Только детский дом, наполненный здоровым детством, знающим, что где-то на фабрике работают отец и мать, имеющим с ними связь, не лишенным ласки матери и заботы отца, только такой детский дом будет настоящим советским соцвосом, потому что в нем объединятся как воспитательные деятели и государство, и новая семья, и совершенно уже новый деятель — ребячий производственный, и образовательный, и коммунистический первичный коллектив.
Только тот, кто в детстве потерял семью, кто не унес с собою в длинную жизнь никакого запаса тепла, тот хорошо знает, как иногда холодно становится на свете, только тот поймет, как это дорого стоит — забота и ласка большого человека, человека богатого и щедрого сердцем[1].

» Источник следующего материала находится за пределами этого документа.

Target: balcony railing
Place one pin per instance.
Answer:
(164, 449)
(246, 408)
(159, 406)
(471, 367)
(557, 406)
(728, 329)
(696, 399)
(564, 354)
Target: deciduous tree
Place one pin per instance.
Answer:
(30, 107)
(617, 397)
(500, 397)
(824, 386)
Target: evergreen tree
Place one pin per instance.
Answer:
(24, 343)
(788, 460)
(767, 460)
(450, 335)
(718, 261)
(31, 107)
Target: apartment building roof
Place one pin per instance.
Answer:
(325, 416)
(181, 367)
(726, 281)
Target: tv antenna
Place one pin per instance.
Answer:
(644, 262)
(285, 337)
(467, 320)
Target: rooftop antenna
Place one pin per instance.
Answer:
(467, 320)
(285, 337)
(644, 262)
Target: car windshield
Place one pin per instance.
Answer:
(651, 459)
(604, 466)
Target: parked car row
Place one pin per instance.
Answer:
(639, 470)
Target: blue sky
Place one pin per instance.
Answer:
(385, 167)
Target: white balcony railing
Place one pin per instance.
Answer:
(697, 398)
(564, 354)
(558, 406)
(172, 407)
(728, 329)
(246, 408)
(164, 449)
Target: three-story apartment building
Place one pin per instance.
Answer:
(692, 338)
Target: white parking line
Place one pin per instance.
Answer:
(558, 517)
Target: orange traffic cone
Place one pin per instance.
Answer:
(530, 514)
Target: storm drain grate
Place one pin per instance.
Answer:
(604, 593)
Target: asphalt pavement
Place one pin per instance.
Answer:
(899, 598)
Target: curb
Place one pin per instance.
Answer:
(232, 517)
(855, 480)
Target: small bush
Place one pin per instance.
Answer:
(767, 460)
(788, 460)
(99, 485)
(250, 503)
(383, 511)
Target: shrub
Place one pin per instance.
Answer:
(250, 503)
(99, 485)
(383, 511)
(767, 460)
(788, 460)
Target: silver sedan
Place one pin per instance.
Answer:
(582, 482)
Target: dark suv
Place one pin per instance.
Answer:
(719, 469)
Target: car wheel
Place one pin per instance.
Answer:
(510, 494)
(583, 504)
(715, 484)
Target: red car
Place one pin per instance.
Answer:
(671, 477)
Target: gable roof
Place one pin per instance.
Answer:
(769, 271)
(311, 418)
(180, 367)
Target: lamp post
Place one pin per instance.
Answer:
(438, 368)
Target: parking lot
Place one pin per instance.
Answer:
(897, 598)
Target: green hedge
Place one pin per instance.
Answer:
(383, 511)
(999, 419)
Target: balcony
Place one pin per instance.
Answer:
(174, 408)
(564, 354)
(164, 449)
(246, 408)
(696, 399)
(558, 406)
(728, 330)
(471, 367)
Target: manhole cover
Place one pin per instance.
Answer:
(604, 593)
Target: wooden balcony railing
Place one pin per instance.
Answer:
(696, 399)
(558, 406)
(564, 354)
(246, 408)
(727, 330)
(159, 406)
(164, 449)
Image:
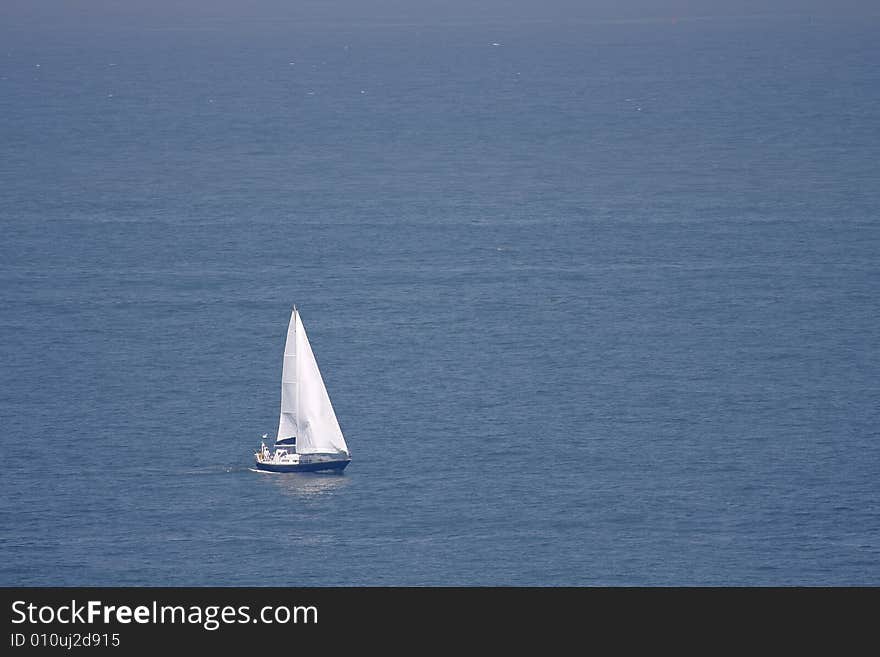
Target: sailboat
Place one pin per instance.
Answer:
(309, 438)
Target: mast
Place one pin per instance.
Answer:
(296, 373)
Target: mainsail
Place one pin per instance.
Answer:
(306, 411)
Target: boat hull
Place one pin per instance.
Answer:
(321, 466)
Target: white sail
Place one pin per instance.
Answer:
(306, 411)
(287, 422)
(318, 427)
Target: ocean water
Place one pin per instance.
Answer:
(596, 302)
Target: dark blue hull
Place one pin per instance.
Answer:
(337, 466)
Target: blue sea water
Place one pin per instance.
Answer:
(596, 302)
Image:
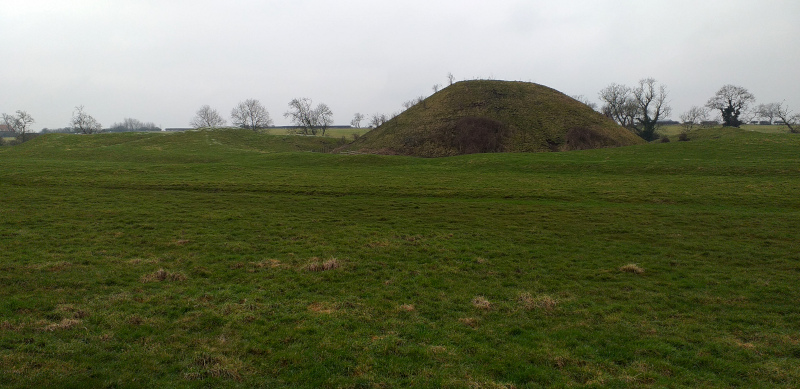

Но еще тише было в детстве: то ли мне исполнилось пять и пуржило четыре дня, то ли исполнилось четыре, а пуржило пять дней. И все бесшумно. Тишина ― враг. Я не верю, что в молчании столько же смысла, сколько в вечности. Молчание, увы, тоже состоит из слов. А еще тишина ― это как незрячий глаз человека, которого никто не видит. Но все боятся… <...> В детстве, при наступлении внезапной тишины, я верил народу: это тихий ангел пролетает. То есть дурак рождается. Глупая примета. Учитывая число дураков, в мире должна стоять бесконечная, но внезапная тишина. Теперь уже тихих ангелов я бы просто извел.[2]